Finland’s liberals have utilised the northern European country’s presidential election to put geo-political issues high up the agenda in a European Union country neighbouring Russia.
All political parties, including LI full members Keskusta and the Swedish People’s Party (SFP), faced a tough electoral battle to unseat the incumbent president, Sauli Niinistö, who won in the first round with 63% of the vote, standing this time as a formally non-aligned candidate. Sharing her insight into the ballot, LI vice-president Astrid Thors (SFP) said: “Keskusta’s candidate, the former prime minister, Matti Vanhanen demonstrated that he was very well prepared for the job, had nuanced positions and pointed to the need to debate more global issues, not only those in the immediate neighbourhood.”

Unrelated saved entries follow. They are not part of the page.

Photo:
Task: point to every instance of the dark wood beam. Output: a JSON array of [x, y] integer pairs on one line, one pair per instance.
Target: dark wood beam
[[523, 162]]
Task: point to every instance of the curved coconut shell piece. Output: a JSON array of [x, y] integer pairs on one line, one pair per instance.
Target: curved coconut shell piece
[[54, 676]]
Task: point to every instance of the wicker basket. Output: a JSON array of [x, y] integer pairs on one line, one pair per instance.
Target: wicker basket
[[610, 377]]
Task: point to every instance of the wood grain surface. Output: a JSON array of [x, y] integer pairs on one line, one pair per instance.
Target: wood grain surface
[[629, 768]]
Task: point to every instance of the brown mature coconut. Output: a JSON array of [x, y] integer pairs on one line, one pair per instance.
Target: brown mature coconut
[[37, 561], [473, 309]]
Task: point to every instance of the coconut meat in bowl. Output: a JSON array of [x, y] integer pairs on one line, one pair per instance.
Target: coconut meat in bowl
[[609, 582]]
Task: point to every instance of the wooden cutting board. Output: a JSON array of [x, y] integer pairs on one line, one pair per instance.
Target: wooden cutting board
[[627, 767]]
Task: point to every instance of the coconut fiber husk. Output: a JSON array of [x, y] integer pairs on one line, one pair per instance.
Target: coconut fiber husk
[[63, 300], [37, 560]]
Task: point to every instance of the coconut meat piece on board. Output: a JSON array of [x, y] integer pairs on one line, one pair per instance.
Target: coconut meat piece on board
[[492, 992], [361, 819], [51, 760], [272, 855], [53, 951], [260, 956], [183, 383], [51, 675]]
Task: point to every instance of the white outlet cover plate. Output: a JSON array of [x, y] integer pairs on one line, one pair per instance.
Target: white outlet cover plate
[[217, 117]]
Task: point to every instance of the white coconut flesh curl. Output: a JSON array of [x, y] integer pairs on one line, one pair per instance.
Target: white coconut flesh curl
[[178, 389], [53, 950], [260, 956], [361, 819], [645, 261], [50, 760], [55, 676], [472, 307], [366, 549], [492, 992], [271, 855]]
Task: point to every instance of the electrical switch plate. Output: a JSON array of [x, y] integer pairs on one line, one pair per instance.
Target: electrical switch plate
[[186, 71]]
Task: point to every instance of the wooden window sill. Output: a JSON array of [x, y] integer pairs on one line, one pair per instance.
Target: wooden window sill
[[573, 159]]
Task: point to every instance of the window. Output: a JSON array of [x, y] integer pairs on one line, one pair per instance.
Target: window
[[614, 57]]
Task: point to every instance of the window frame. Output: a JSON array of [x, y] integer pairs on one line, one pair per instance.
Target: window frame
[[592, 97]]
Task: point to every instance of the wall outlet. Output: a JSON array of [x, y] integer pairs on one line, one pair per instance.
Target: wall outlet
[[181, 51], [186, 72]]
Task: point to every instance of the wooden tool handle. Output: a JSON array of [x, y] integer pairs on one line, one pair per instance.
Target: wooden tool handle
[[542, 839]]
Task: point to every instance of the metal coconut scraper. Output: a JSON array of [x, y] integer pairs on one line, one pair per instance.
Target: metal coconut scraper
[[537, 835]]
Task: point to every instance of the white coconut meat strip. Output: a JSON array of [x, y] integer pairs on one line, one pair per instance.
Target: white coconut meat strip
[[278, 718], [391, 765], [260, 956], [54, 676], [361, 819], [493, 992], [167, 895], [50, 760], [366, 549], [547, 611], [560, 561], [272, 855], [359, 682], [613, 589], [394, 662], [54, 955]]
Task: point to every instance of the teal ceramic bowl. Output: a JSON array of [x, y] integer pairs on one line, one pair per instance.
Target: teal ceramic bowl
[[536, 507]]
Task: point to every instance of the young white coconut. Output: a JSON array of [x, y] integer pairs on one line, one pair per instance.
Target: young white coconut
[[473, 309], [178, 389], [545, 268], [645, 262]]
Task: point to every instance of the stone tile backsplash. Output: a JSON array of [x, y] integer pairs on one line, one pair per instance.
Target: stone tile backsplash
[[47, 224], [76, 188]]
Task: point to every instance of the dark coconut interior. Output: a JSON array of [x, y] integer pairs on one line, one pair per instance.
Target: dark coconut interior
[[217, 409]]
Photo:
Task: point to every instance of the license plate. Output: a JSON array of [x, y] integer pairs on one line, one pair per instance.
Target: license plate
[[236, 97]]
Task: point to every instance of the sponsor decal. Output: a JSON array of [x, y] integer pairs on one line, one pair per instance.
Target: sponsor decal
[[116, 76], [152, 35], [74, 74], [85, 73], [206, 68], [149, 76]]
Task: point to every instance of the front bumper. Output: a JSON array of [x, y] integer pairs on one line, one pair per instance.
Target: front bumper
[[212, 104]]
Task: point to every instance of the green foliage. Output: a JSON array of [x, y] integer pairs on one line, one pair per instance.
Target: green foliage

At a time of heightened tension between the European Union and Russia, SFP’s candidate Nils Torvalds MEP courageously sought to start a serious debate of the question of NATO – the military alliance between the United States and much of Europe. “The president is responsible for foreign and defence policy and Nils Torvalds was very clear in his views on NATO and future challenges, but alas he was not rewarded for his brave positions.”
As the tide of populism across Europe ebbs and flows the Finnish brand of illiberal politics, embodied by the True Finns, stagnated. “The populist and nationalist candidates collectively received around 13% much less than at the previous parliamentary elections, added the LI vice-president. Meanwhile the socialist parties recorded some of their worst electoral performances.